The 56-acre park is owned by the National Park Service, but through an agreement, it is operated and maintained by the city of Portage.
In September, the city's Redevelopment Commission approved spending up to $325,000 on repairs and maintenance projects at the site. They also asked for Director of Public Works A.J. Monroe to develop a report on the operation and maintenance costs of the park.
Monroe and Parks Superintendent Jenny Orsburn made that report this week to the commission and, in what Monroe said was the "start of an honest discussion," presented a proposal, which included the hiring of a property manager and dedicating a $200,000 budget for the operating and maintenance of the site in 2014.
Monroe said the proposal was the "best model for operating the site" and a starting point on planning for the park's future.
Monroe said it is difficult to determine how much it costs to operate the lakefront site. While some $75,000 to $100,000 in costs can be identified, there are other costs that were melded into the overall park department's budget that is difficult to break out. He estimated, however, that it is likely costing the city close to the $200,000 to operate the park.

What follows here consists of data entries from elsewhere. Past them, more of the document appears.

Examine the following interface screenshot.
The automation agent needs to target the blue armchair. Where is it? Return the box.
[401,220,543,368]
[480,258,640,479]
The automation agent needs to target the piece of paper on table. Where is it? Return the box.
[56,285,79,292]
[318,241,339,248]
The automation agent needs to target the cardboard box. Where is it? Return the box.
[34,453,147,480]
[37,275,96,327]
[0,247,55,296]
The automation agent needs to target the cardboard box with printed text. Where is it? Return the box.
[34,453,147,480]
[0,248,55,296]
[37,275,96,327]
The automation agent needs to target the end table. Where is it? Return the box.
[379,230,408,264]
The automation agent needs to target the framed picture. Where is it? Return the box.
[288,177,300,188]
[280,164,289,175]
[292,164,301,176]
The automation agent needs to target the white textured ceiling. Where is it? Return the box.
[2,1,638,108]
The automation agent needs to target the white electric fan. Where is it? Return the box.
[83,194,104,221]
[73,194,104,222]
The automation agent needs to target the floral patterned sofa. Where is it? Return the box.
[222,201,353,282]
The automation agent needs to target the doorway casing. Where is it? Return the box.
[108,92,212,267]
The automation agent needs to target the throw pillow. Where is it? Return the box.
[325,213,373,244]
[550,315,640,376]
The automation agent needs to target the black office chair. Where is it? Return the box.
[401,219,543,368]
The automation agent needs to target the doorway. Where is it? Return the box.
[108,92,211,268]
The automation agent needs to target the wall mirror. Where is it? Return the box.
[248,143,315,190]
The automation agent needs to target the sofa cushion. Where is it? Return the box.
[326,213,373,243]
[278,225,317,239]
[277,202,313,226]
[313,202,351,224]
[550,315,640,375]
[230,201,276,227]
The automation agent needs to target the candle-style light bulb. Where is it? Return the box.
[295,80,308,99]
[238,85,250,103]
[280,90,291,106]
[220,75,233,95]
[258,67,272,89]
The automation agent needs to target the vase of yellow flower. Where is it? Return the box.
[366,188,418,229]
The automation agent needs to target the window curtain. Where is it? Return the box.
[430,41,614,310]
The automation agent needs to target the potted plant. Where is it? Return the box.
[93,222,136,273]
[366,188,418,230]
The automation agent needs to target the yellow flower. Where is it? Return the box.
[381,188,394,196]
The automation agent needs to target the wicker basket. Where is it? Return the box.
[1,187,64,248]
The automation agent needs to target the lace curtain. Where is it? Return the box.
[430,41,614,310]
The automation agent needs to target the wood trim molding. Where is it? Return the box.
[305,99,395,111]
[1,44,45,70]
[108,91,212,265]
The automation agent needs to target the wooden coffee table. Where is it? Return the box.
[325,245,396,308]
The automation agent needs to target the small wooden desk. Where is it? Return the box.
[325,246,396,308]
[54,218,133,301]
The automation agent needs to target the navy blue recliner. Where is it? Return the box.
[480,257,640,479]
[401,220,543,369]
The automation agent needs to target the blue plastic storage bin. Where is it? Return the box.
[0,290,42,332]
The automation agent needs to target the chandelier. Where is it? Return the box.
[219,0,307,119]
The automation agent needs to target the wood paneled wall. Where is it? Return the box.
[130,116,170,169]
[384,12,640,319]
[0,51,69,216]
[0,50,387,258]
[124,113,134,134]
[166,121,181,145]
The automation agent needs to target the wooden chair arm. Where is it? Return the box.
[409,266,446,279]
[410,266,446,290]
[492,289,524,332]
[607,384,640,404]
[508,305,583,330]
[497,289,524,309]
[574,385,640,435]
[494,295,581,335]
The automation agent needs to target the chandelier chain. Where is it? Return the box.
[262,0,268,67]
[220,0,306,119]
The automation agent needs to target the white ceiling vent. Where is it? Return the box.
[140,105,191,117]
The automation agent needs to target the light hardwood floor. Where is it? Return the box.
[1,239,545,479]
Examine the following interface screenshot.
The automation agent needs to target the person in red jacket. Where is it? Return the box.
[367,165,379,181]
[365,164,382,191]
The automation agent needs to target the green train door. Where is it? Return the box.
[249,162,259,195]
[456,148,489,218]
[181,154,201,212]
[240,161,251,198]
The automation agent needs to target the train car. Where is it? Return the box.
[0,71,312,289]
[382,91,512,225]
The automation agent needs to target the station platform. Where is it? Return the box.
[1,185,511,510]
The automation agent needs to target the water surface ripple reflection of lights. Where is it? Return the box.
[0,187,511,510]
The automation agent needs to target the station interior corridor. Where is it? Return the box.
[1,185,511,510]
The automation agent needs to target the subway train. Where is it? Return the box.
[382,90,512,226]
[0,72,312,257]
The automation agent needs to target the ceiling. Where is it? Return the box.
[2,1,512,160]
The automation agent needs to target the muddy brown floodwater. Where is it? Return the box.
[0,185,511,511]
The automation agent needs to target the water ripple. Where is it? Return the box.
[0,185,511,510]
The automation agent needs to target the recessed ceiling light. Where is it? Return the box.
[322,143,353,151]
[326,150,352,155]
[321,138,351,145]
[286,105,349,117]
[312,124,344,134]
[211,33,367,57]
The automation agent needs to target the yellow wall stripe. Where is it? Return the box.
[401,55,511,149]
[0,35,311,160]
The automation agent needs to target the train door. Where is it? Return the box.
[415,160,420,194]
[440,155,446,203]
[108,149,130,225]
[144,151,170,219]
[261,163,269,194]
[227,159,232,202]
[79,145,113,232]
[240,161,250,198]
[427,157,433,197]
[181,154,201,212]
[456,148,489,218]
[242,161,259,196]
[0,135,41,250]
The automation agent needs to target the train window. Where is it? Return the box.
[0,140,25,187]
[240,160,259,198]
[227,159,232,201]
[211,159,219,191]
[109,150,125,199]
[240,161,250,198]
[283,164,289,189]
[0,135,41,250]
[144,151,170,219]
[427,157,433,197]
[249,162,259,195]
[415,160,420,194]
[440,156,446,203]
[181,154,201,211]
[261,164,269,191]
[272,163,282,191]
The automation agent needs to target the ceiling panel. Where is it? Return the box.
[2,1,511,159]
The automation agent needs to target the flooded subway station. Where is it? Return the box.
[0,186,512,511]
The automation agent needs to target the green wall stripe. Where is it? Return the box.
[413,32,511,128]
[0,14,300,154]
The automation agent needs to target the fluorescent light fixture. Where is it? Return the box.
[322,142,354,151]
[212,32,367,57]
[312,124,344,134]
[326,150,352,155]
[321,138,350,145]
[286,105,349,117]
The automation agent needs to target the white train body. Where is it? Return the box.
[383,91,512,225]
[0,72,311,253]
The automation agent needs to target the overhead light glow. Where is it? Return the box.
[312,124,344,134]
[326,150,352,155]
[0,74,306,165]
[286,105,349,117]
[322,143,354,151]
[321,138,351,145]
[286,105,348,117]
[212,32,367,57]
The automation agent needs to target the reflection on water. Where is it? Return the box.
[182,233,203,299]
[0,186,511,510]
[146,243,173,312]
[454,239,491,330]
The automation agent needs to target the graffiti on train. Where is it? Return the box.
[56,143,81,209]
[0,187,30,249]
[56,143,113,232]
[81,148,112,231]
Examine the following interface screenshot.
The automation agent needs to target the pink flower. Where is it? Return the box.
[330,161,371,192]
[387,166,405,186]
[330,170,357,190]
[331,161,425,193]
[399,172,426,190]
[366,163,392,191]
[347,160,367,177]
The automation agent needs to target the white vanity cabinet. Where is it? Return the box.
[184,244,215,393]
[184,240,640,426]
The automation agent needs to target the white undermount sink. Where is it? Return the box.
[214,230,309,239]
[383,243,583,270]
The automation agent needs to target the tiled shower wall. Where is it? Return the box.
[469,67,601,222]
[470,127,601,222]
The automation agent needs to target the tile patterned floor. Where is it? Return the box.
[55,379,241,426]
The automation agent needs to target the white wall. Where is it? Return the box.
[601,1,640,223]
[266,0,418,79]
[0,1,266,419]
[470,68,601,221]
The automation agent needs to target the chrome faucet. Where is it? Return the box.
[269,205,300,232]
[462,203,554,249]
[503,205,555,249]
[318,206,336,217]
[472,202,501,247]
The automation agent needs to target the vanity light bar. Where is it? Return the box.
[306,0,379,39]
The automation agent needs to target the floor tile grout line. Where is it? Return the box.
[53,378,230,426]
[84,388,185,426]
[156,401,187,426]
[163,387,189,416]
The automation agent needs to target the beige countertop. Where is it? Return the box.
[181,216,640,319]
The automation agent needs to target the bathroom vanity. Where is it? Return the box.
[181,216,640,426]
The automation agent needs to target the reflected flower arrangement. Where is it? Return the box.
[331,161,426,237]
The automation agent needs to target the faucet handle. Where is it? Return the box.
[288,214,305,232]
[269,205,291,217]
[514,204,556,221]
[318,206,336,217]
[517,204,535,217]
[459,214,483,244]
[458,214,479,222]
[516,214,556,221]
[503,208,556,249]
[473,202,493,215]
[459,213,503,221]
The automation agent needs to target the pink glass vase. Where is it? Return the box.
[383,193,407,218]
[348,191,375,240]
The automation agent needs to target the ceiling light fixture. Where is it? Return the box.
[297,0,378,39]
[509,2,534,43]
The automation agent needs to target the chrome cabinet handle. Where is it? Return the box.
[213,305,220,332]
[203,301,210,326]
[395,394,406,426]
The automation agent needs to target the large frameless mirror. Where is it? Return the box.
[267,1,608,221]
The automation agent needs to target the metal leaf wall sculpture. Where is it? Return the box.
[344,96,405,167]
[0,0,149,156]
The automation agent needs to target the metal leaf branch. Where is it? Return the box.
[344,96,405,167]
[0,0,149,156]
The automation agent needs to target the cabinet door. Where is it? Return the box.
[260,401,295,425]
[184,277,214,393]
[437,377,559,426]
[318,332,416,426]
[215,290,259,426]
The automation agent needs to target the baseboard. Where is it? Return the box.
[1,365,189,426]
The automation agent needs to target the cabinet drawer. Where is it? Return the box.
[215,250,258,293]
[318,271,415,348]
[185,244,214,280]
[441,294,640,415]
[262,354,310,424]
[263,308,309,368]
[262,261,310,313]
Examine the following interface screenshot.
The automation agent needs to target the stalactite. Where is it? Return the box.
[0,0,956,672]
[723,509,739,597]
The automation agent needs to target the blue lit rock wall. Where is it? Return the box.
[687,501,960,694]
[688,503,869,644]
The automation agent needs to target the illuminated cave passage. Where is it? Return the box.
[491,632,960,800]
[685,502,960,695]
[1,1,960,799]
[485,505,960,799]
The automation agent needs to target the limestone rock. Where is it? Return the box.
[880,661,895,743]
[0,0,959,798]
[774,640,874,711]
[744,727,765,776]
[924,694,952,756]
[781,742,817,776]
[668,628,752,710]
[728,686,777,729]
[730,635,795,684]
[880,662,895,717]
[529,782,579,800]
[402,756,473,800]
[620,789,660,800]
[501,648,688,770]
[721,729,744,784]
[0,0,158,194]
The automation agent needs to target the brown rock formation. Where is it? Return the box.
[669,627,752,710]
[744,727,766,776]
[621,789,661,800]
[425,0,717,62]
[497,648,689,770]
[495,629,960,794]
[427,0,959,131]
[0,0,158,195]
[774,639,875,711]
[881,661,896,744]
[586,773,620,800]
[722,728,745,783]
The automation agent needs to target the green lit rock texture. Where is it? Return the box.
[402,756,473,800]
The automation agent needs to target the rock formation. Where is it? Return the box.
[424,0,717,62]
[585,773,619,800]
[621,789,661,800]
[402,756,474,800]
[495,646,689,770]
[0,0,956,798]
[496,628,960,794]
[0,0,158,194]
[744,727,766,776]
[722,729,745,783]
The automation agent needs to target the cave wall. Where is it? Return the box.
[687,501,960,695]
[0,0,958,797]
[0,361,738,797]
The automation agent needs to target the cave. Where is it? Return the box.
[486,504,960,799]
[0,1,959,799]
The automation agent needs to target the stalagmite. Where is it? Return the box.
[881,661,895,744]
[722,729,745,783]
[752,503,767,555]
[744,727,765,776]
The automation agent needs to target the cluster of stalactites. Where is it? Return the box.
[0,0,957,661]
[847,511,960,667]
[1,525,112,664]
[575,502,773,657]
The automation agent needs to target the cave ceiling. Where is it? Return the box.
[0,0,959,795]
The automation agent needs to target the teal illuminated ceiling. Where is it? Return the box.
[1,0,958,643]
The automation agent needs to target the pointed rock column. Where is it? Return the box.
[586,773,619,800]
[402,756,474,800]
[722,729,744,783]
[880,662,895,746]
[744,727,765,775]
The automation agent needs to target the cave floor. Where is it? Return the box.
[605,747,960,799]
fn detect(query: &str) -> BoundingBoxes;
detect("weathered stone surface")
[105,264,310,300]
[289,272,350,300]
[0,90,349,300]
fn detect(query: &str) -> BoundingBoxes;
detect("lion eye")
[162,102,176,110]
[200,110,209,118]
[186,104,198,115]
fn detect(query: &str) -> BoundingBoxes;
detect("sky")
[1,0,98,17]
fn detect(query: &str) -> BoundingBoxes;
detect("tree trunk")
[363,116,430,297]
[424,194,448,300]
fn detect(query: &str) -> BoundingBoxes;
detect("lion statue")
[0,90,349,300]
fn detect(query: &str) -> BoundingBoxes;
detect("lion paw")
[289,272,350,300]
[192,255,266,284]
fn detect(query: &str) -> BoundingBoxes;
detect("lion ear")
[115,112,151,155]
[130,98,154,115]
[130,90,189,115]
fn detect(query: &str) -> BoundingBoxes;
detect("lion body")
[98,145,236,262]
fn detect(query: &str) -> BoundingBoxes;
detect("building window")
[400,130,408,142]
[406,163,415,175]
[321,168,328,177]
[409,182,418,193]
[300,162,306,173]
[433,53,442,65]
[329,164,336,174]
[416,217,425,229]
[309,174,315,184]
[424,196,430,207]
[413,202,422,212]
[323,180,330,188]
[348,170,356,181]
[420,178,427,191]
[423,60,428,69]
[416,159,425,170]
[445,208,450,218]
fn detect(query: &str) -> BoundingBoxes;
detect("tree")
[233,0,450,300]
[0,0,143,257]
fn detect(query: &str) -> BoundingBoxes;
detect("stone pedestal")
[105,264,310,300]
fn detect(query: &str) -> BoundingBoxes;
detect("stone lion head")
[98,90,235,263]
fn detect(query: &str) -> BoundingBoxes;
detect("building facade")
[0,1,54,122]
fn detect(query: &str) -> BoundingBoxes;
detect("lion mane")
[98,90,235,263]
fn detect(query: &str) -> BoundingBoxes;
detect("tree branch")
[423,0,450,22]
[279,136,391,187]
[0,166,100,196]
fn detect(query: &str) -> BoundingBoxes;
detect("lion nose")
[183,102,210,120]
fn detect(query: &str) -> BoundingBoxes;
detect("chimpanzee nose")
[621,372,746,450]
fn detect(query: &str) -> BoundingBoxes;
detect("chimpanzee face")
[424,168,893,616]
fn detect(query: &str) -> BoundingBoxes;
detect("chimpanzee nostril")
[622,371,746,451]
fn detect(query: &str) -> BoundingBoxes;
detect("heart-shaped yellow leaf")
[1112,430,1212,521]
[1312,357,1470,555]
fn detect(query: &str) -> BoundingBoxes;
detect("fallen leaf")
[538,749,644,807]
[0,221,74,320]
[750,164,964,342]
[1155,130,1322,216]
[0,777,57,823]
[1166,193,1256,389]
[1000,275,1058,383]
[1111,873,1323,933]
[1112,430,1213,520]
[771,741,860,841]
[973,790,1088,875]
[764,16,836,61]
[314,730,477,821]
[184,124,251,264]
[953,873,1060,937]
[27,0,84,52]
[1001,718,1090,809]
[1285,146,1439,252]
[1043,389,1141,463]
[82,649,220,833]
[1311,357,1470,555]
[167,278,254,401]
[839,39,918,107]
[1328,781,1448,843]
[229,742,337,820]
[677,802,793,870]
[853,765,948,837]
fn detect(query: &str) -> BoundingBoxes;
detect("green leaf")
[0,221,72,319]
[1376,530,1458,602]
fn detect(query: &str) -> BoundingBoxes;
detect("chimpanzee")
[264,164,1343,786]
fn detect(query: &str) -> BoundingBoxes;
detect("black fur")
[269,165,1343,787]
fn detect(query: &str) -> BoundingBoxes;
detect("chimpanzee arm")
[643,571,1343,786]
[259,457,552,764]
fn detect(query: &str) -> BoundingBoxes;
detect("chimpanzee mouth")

Orsburn said the parks department budget is all inclusive and that the report was the first time they have broken out an individual park to determine costs.
Monroe said they are also working with the NPS to expand the leasing potential of the park site.
The site, including the pavilion, can only be leased to outside groups for environmental education classes and marriage ceremonies. If an agreement can be reached, the site could be leased for other activities, which would bring additional revenue into the park. That revenue could be used to offset expenses of park operation and maintenance.
"There is so much potential with rentals. We just haven't been able to take advantage of it," Orsburn said.
Redevelopment Commission members did not commit to funding the proposal at this point. It is something, Monroe said, that would have to be decided by spring so that it could be put in place before the summer season.
"It is so far beyond what I expected. If the park can't operate it, we have to look at somewhere else to get the funding. Now we have to figure out how to divide the cost," Commission member Steve Nelson said.